Os efeitos da introdução do IBS e da CBS não se restringem aos projetos no lucro presumido.

geração distribuída, regulada pela Lei 14.300/2022 e pela Resolução Normativa Aneel 1.059/2023, consiste na produção de energia por meio de fontes renováveis pelo próprio consumidor, utilizando sistemas instalados próximos ou na própria unidade consumidora. Atualmente, a geração distribuída é permitida em empreendimentos com potência de até 5 MW.

Os consumidores podem participar por meio de consórcios ou associações com outorga para geração compartilhada ou obter autorização para projetos próprios (autoprodução). Nesses casos, não há venda de energia, pois o consumidor é também o gerador. Por isso, os contratos geralmente envolvem (a) arrendamento da usina e (b) operação e manutenção.

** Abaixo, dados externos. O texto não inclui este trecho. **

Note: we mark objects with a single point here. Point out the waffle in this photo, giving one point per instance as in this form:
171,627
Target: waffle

A Lei Complementar 214 reduziu em 70% as alíquotas do IBS e da CBS sobre receitas de locação, cessão onerosa e arrendamento de bens imóveis. Assim, para desenvolvedores com receita de arrendamento de usinas, é possível enquadrar essas receitas no regime diferenciado do setor imobiliário, mesmo vinculadas a projetos de geração de energia.

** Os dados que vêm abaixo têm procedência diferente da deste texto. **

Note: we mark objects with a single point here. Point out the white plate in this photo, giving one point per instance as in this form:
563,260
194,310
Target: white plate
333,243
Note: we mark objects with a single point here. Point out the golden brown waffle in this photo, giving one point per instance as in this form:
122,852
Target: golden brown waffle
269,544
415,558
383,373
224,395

No entanto, a nova legislação não resolve outra questão tributária controversa na geração distribuída. Para viabilizar projetos em que os sistemas geradores não estão no mesmo local do consumo, foi criado o Sistema de Compensação de Energia Elétrica. Esse sistema permite que a energia gerada pelo consumidor seja injetada na rede de distribuição como empréstimo gratuito e posteriormente compensada com o consumo próprio.

Essa sistemática existe porque a energia não pode ser estocada. O produtor injeta a energia na rede e, ao consumi-la posteriormente, recebe de volta a mesma quantidade, sem que haja compra e venda. Por isso, a energia fornecida pelo distribuidor na proporção da energia injetada está isenta de ICMS, conforme o Convênio ICMS 16/2015.

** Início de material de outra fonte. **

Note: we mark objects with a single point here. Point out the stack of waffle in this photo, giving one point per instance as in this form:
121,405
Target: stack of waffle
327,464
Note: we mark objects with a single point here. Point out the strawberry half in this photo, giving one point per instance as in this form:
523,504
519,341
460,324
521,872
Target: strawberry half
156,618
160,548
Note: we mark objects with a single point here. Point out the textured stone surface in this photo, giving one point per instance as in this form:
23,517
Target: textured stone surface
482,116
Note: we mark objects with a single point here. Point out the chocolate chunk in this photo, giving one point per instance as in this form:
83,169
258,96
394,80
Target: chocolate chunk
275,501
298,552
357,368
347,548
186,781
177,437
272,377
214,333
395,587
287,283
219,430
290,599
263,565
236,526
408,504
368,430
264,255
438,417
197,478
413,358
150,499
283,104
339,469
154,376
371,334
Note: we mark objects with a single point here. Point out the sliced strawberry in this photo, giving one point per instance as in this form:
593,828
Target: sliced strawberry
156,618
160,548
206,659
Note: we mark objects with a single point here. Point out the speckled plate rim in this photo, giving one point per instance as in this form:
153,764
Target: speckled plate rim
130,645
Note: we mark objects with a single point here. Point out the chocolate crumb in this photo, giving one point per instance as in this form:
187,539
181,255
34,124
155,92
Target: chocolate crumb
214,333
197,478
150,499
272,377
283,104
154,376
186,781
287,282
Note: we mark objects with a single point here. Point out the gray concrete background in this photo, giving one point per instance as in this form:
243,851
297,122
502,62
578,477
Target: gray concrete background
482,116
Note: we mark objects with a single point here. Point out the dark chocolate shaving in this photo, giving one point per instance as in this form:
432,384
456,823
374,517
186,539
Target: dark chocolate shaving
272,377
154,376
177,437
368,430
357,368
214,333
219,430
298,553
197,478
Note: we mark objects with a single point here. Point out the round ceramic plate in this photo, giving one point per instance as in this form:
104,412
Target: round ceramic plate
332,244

Porém, esse tema gera divergências. Quando o Convênio foi criado, a geração distribuída era limitada a 1 MW. Posteriormente, a Aneel ampliou o limite para 5 MW e incluiu a geração compartilhada (consórcios ou cooperativas). No entanto, a legislação fiscal não foi atualizada para refletir essas mudanças, mantendo o limite de 1 MW e sem previsão expressa para geração compartilhada.

Minas Gerais foi o primeiro estado a conceder incentivos fiscais de ICMS para geração distribuída nos novos parâmetros, seguido por outros estados do Sudeste. A maioria dos estados, porém, ainda não adotou regras semelhantes. Diante da interpretação restritiva dos fiscos estaduais, muitos contribuintes têm judicializado o tema para garantir a isenção de ICMS em projetos de até 5 MW na modalidade compartilhada.

Tecnicamente, não há operação de compra e venda que justifique a tributação, apenas um empréstimo de energia devido à sua não estocabilidade. Portanto, a própria existência de uma isenção não seria essencial, já que não há fato gerador de tributos.

Esperava-se que a Lei Complementar 214, ao regulamentar o IBS e a CBS, incorporasse os novos parâmetros da Aneel para geração distribuída. No entanto, a lei manteve a isenção apenas para projetos de até 1 MW, divergindo das resoluções regulatórias.

Dessa forma, a Lei Complementar poderá impactar financeiramente o resultado dos projetos de geração acima de 1 MW, os quais, ao menos em tese, estariam sujeitos a incidência regular do IBS e da CBS.

É esperado que, assim que haja a entrada em vigor dos novos tributos, uma nova onda de judicialização sobre o tema ocorra, fato que poderia ter sido evitado caso fossem observadas pela Lei Complementar 214 os parâmetros regulatórios para definição dos projetos de geração distribuída.

Conclusão

Embora muito bem-vinda, ainda não se sabe todas as implicações práticas da adoção do novo modelo de tributação sobre o consumo. No caso do setor elétrico, nos parece que atenção redobrada deve ser dada aos projetos de geração eólica e solar.